Stepped-envelope model

Step Pyramid of Djoser

Egypt's first pyramid requires a rectangular, stepped comparison rather than forcing six stacked mastabas into a smooth square-pyramid formula.

PeriodThird Dynasty, c. 2667–2648 BCE
PlaceSaqqara, Egypt
Dimensions modelled121 × 109 m base; 62.50 m heightRectangular smooth-envelope assumption
Pattern under reviewTwo face axes; no single slant ratio
Measured or reconstructed dimensionsCalculated geometryInterpretation labelled

Why this pyramid belongs in the collection

Djoser is indispensable because it marks the architectural transition from mastaba to pyramid. Its six steps and rectangular footprint expose the historical development that a catalogue of smooth Fourth Dynasty forms can otherwise hide.

What can be measured

The selected reconstruction uses a 121 by 109 metre base and a height of 62.50 metres. The calculator draws six schematic steps but calculates two face sections from a smooth rectangular envelope. That produces two angles, two slants, and two seked values rather than collapsing the monument into one false number.

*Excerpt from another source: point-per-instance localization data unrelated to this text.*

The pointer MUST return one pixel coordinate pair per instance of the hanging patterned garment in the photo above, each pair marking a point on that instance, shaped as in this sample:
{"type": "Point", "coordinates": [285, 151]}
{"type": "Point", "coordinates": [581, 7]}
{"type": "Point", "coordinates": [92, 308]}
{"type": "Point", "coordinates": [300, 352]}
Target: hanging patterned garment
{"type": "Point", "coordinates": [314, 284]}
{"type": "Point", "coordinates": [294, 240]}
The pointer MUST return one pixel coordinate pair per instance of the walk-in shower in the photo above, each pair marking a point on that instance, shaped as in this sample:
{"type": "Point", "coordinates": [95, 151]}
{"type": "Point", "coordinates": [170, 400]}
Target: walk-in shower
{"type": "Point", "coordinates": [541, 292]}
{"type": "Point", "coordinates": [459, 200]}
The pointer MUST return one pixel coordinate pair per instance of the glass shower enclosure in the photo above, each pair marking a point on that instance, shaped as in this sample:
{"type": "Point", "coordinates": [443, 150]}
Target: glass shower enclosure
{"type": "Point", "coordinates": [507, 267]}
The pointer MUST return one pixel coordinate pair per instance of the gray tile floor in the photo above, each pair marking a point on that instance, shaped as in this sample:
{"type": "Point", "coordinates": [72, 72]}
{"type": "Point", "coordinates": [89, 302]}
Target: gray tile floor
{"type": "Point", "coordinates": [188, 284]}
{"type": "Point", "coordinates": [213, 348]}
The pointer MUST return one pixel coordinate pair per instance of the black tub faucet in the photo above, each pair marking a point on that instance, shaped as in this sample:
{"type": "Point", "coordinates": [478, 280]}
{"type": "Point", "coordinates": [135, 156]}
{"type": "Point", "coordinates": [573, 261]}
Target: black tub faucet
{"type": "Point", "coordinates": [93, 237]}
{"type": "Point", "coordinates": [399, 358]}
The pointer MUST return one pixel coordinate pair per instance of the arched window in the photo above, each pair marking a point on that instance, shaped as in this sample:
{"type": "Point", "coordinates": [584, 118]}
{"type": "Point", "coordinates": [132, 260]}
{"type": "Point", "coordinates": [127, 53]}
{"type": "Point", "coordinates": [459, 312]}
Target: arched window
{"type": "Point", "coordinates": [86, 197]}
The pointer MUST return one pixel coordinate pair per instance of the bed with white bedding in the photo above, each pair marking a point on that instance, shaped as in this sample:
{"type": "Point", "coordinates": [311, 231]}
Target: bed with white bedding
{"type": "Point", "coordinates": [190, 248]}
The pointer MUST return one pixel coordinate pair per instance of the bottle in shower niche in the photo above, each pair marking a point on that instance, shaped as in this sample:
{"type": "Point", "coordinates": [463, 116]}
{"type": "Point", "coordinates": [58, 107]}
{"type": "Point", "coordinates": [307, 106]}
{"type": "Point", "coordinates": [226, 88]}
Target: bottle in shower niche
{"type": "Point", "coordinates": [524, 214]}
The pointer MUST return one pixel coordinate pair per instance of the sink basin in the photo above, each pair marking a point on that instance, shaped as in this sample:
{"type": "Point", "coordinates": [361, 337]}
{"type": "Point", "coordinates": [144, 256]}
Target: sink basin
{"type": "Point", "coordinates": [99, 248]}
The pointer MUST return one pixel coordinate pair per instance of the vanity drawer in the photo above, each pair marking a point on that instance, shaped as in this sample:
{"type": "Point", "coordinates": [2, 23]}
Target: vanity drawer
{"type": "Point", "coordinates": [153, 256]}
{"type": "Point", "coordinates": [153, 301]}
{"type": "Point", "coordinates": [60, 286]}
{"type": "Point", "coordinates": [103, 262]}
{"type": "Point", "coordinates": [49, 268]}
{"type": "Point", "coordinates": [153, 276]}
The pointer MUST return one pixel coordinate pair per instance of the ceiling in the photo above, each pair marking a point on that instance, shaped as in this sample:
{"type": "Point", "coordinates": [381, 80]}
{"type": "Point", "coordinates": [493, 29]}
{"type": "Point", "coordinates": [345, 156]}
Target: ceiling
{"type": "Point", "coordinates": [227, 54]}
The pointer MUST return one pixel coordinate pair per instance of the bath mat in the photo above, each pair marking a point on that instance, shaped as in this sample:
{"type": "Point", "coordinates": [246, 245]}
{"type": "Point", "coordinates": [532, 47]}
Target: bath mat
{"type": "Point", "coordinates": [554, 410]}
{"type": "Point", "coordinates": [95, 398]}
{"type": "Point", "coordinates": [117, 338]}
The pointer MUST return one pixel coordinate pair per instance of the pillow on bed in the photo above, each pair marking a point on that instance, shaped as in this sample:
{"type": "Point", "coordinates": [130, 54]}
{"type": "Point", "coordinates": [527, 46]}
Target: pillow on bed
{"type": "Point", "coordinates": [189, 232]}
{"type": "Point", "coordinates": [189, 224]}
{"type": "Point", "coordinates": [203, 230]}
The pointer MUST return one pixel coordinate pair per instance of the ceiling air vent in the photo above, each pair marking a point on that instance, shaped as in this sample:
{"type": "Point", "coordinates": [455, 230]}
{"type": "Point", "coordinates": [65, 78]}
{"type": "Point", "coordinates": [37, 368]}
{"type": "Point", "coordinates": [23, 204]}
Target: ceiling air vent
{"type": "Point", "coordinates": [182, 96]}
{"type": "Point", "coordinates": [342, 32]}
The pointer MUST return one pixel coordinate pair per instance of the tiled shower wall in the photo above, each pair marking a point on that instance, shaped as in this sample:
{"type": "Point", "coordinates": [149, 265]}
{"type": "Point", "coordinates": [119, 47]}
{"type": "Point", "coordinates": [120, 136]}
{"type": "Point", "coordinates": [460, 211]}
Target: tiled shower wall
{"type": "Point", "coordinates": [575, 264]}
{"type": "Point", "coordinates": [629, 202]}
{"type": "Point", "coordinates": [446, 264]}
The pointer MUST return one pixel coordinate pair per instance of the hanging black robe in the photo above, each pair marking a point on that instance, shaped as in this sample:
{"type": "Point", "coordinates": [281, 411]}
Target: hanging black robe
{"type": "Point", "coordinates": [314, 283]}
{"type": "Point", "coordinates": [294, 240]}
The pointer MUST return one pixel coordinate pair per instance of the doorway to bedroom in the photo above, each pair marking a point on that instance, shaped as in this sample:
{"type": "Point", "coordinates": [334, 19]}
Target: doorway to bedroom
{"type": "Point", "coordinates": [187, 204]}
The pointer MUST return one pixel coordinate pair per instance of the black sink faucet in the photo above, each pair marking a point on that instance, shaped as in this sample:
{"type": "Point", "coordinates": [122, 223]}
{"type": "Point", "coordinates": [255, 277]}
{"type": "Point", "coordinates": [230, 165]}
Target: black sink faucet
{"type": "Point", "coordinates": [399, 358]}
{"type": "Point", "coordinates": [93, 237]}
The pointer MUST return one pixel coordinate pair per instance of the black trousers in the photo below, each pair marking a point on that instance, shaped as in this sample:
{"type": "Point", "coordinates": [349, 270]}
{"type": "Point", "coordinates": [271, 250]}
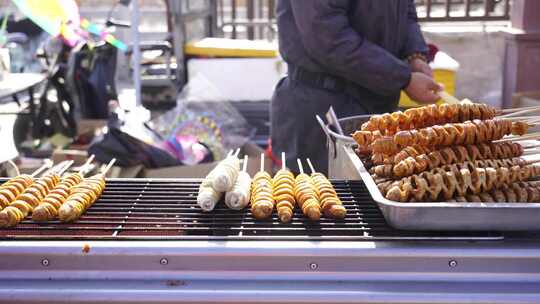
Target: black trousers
{"type": "Point", "coordinates": [294, 128]}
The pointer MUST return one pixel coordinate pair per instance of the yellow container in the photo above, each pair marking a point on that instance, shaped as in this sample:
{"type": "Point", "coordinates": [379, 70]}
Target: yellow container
{"type": "Point", "coordinates": [223, 47]}
{"type": "Point", "coordinates": [444, 71]}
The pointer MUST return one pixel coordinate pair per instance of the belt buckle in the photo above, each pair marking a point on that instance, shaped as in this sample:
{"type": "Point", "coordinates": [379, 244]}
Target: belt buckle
{"type": "Point", "coordinates": [329, 83]}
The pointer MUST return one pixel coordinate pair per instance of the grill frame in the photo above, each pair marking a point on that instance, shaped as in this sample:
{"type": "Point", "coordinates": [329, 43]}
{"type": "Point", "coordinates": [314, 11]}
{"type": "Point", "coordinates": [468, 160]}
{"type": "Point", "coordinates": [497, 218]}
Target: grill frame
{"type": "Point", "coordinates": [139, 219]}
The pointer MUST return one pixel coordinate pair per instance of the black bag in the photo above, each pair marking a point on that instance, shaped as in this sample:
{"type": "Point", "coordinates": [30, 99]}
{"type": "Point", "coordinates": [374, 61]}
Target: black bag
{"type": "Point", "coordinates": [130, 151]}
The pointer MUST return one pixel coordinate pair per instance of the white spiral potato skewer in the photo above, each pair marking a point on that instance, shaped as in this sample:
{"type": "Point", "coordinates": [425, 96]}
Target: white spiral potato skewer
{"type": "Point", "coordinates": [208, 196]}
{"type": "Point", "coordinates": [225, 174]}
{"type": "Point", "coordinates": [238, 197]}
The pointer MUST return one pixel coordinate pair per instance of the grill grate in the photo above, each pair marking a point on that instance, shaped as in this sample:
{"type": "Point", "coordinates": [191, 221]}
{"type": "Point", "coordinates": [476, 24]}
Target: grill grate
{"type": "Point", "coordinates": [144, 209]}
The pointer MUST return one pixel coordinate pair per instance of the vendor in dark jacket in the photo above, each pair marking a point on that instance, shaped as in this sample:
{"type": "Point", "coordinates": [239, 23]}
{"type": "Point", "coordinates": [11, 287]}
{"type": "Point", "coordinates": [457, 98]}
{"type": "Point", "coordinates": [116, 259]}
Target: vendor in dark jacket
{"type": "Point", "coordinates": [353, 55]}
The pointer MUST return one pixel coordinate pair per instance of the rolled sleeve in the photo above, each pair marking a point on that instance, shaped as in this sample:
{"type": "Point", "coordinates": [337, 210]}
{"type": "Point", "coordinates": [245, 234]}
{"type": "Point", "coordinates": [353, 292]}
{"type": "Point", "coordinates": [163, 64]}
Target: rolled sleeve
{"type": "Point", "coordinates": [330, 40]}
{"type": "Point", "coordinates": [415, 39]}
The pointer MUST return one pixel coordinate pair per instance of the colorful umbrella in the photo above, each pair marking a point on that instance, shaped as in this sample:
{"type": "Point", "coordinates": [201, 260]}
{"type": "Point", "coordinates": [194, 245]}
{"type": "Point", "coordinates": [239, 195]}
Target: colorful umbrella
{"type": "Point", "coordinates": [50, 15]}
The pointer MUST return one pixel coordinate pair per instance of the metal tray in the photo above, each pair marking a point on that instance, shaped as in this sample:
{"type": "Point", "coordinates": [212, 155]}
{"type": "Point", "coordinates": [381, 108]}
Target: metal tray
{"type": "Point", "coordinates": [440, 216]}
{"type": "Point", "coordinates": [450, 216]}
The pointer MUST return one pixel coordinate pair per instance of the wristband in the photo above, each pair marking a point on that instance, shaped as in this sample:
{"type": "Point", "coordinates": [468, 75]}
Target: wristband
{"type": "Point", "coordinates": [417, 56]}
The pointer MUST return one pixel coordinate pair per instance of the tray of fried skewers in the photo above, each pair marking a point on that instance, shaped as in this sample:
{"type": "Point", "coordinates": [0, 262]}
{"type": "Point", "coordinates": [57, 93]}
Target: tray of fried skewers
{"type": "Point", "coordinates": [462, 166]}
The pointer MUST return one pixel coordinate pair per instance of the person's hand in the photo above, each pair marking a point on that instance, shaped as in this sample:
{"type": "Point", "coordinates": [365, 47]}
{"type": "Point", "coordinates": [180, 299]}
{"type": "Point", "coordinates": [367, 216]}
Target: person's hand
{"type": "Point", "coordinates": [423, 89]}
{"type": "Point", "coordinates": [420, 66]}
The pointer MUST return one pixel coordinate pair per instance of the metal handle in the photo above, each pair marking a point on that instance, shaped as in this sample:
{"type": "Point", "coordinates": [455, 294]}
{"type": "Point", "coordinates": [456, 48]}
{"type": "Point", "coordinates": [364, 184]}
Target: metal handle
{"type": "Point", "coordinates": [330, 140]}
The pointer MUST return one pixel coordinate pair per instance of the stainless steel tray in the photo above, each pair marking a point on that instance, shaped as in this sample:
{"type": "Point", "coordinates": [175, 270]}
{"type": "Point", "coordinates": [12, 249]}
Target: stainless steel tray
{"type": "Point", "coordinates": [450, 216]}
{"type": "Point", "coordinates": [344, 163]}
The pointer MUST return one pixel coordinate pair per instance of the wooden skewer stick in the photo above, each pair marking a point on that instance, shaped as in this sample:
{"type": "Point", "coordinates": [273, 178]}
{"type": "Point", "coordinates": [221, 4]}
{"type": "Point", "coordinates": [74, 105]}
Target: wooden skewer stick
{"type": "Point", "coordinates": [511, 110]}
{"type": "Point", "coordinates": [310, 165]}
{"type": "Point", "coordinates": [532, 162]}
{"type": "Point", "coordinates": [532, 152]}
{"type": "Point", "coordinates": [521, 118]}
{"type": "Point", "coordinates": [109, 166]}
{"type": "Point", "coordinates": [64, 169]}
{"type": "Point", "coordinates": [531, 146]}
{"type": "Point", "coordinates": [448, 98]}
{"type": "Point", "coordinates": [47, 165]}
{"type": "Point", "coordinates": [244, 165]}
{"type": "Point", "coordinates": [300, 167]}
{"type": "Point", "coordinates": [12, 163]}
{"type": "Point", "coordinates": [530, 136]}
{"type": "Point", "coordinates": [86, 165]}
{"type": "Point", "coordinates": [528, 111]}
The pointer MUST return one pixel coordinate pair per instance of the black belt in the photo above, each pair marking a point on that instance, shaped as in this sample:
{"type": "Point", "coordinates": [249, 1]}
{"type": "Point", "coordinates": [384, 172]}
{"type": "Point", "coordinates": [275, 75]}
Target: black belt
{"type": "Point", "coordinates": [319, 80]}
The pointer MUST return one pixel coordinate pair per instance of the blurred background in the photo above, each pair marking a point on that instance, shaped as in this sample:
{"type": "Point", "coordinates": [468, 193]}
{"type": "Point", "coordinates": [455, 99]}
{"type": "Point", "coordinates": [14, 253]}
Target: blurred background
{"type": "Point", "coordinates": [194, 78]}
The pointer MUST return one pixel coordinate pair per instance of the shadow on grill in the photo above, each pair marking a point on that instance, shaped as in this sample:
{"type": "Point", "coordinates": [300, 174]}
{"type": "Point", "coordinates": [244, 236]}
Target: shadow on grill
{"type": "Point", "coordinates": [139, 209]}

The native or comparative measure

Seked language is documented later than Djoser, so its use here is comparative. It lets the two rectangular axes be stated as proportional runs while keeping the monument's earlier architectural context visible.

Calculate this monumentOpen Step Pyramid of Djoser in the pyramid calculator. The shared tolerance and rounding rules make its result directly comparable with the other seven pyramids.

The pattern worth testing

A single phi test is withheld because the two face directions have different half-bases and slants. The perimeter-to-height ratio can still be calculated, but it does not convert the stepped monument into a smooth true pyramid.

Interpretive limit

The six-step diagram is schematic, not a block-by-block reconstruction. Surface area and volume describe the declared smooth envelope, not the exposed area or masonry volume of the actual stacked mastabas.

A repeatable investigation

Begin with the published or reconstructed dimensions and state the shape assumption. Calculate the seked and ordinary geometry before testing a named constant. Keep the chosen broad ±0.5 exploratory screen fixed across the full collection, display the residual for every match, and treat a numerical result as evidence of intention only when independent historical evidence supports it.